秦安的话让秦守常极为愤怒,因为他觉得自己这个儿子太蠢了。他不排斥放贷这种事情,可这种事情应该交给一个秦家能掌控的人去做,明面上不能和秦家有什么关系。
可秦安不仅亲自下场,而且还参与了讨债。
“蠢货,你怎么这么蠢!”秦守常气的浑身战栗,偌大的侯府,难道就要交给这样的人?
“父侯,他们不还我的银子,我派人去讨要怎么了?又不是什么大不了的事情。”秦安依旧是一副理直气壮的样子。
秦守常看着秦安,脸上浮现一抹苦笑。
“看来,这些年我太纵容你了。来人,把本侯的马鞭拿来。
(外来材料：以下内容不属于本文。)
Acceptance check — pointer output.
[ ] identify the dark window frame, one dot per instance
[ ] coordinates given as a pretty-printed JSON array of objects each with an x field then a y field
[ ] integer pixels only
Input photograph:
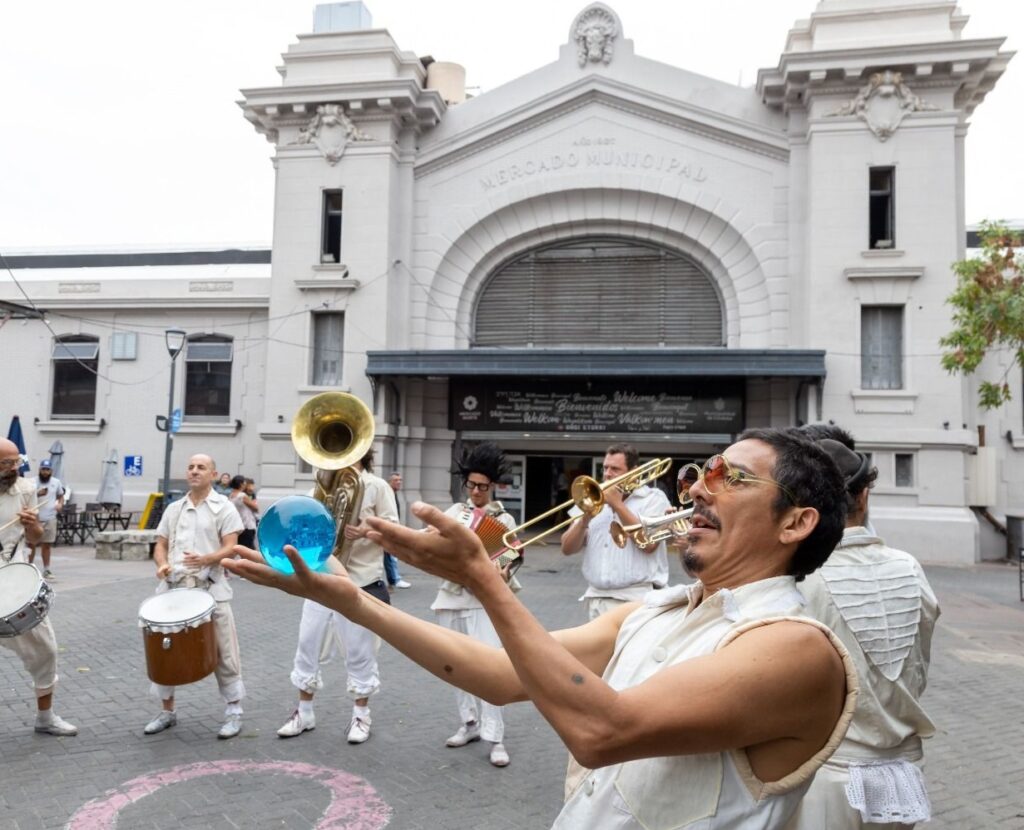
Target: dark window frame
[
  {"x": 882, "y": 208},
  {"x": 331, "y": 225},
  {"x": 209, "y": 379}
]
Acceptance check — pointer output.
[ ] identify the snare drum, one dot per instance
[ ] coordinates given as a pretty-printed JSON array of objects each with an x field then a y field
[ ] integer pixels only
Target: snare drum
[
  {"x": 178, "y": 636},
  {"x": 25, "y": 599}
]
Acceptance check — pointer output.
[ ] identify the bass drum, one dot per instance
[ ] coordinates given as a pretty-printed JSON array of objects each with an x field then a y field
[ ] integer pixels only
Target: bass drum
[
  {"x": 25, "y": 599},
  {"x": 178, "y": 636}
]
”秦守常愤怒的吼道。
秦家新任管事颤颤巍巍,有些不敢。
他知道侯爷溺爱秦安,根本就不舍得打秦安,若是自己把鞭子拿过来,岂不是让侯爷难堪?
打还是不打?
“侯爷,世子心思单纯,许是被人忽悠了,侯爷莫要动怒。”管事笑着劝道。
“什么时候轮到你说话了?”秦守常暴怒。
一脚将管事踹出屋子。
管事惨叫一声,吓出了一声冷汗,他这才意识到侯爷这次是真的怒了。他哪里还敢怠慢,急忙把秦守常的马鞭取了过来。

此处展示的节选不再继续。